= Heinrich Meier =

German philosopher

Heinrich Meier (born 8 April 1953) is a German philosopher. He has published on subjects including political theology, Leo Strauss and Carl Schmitt. He led the Carl Friedrich von Siemens Foundation from 1985 to 2022.

==Career==
As a young man, Meier was engaged in radical politics as a nationalist and as a socialist, but became disillusioned with both ideologies. He began his academic career with studies of Jean-Jacques Rousseau. He then came to focus on political theology, Friedrich Nietzsche and Leo Strauss.

Meier's book Carl Schmitt and Leo Strauss: The Hidden Dialogue (1988) is about the both open and private intellectual exchange between Carl Schmitt and Strauss. Meier argues that political theology is at the center of Schmitt's work and that his influence on Strauss was considerable.

In The Lesson of Carl Schmitt: Four Chapters on the Distinction between Political Theology and Political Philosophy (1994), Meier further analyses Schmitt as a political theologian.

Meier was the editor of Strauss' collected works in German. Meier's book Leo Strauss and the Theologico-Political Problem (2003) evaluates Strauss and his critics, with the aim of encouraging self-criticism among philosophers. The book argues that Strauss' main concern was never politics, but the conflict between reason and revelation.

== Reception and criticism ==

Robert Howse is critical of Meier's interpretation of the Schmitt–Strauss connection, arguing that Meier both exaggerates Schmitt's influence on Strauss and gives it an unfounded political dimension. Howse argues that the relationship between them was merely professional.

The interpretation of Heinrich Meier that characterizes the thought of Carl Schmitt primarily as a form of political theology has been questioned by Hugo Herrera.

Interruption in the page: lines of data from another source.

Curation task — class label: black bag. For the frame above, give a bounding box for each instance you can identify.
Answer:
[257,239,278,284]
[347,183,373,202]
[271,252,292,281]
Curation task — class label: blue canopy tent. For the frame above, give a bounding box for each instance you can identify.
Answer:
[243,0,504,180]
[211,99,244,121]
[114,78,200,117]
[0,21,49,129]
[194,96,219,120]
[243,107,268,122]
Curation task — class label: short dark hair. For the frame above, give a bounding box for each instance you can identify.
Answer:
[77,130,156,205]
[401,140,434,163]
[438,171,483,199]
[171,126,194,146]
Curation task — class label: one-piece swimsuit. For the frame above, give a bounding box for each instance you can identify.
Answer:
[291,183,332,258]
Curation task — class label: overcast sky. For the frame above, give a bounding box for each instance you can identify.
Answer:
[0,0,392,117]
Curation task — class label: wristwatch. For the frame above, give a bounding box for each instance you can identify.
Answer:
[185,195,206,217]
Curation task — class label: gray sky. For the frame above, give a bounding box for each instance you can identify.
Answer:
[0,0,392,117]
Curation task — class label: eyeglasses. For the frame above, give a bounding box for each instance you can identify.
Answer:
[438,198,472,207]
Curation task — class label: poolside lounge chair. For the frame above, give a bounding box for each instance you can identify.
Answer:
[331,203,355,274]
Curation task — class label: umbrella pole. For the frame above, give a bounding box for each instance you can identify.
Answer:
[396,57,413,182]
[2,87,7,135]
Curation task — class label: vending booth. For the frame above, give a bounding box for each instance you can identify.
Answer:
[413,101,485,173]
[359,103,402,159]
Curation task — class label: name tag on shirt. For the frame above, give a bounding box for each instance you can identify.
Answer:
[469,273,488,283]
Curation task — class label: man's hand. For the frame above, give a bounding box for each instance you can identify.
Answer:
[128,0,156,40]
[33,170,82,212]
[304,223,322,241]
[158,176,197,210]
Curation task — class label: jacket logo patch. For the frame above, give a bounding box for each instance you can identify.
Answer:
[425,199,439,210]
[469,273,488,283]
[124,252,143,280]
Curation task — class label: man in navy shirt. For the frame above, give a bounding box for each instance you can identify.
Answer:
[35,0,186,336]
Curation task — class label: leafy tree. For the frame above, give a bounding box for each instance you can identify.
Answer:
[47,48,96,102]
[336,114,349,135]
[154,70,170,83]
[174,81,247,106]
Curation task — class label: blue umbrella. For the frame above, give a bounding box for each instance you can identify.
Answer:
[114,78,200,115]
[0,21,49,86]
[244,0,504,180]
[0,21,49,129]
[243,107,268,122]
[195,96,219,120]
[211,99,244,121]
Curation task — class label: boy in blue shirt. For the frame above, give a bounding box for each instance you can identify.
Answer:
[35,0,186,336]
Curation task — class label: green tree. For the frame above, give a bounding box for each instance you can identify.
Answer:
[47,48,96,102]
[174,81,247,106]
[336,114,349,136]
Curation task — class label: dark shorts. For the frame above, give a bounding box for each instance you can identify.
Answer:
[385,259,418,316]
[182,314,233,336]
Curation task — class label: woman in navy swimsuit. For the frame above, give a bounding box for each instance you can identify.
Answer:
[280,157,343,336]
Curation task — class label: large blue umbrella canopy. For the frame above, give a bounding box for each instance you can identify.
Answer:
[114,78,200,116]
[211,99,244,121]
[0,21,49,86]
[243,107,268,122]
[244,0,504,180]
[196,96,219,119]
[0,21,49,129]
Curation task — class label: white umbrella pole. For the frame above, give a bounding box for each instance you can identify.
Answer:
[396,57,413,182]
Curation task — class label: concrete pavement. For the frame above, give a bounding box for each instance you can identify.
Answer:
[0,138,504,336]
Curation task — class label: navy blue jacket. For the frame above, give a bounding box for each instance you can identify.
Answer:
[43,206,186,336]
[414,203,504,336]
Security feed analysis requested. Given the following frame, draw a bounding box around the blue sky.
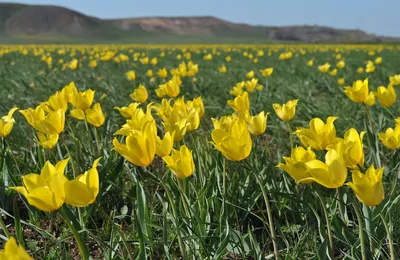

In Carl Schmitt between Technological Rationality and Theology (2020), Herrera argues that this thesis relies on a limited textual basis and does not sufficiently account for the broader argumentative structure of Schmitt’s work.
According to Herrera, the passages cited by Meier do not conclusively demonstrate that Schmitt’s doctrine is grounded in theological premises. Herrera maintains that Schmitt’s reflections on the political rely extensively on philosophical-anthropological and philosophical-political arguments concerning conflict, existential seriousness, and the structure of political communities.
Herrera further contends that Meier’s interpretation tends to privilege statements with theological resonance while giving less attention to passages in which Schmitt explicitly distances himself from theology or emphasizes the methodological autonomy of juridical thought. In this respect, Herrera argues that interpreting Schmitt primarily through the lens of political theology risks obscuring the broader hermeneutical framework within which Schmitt situates law as a distinct mode of understanding positioned between technological rationality and theology.

Contrary to Meier's interpretation, Karl Löwith argued that Schmitt's revision of The concept of the political was an opportunistic act in response to his involvement in Nazism.

From 1985 to 2022, Meier was the managing director of the Carl Friedrich von Siemens Foundation. Since 1999, he has taught as Honorarprofessor at LMU Munich.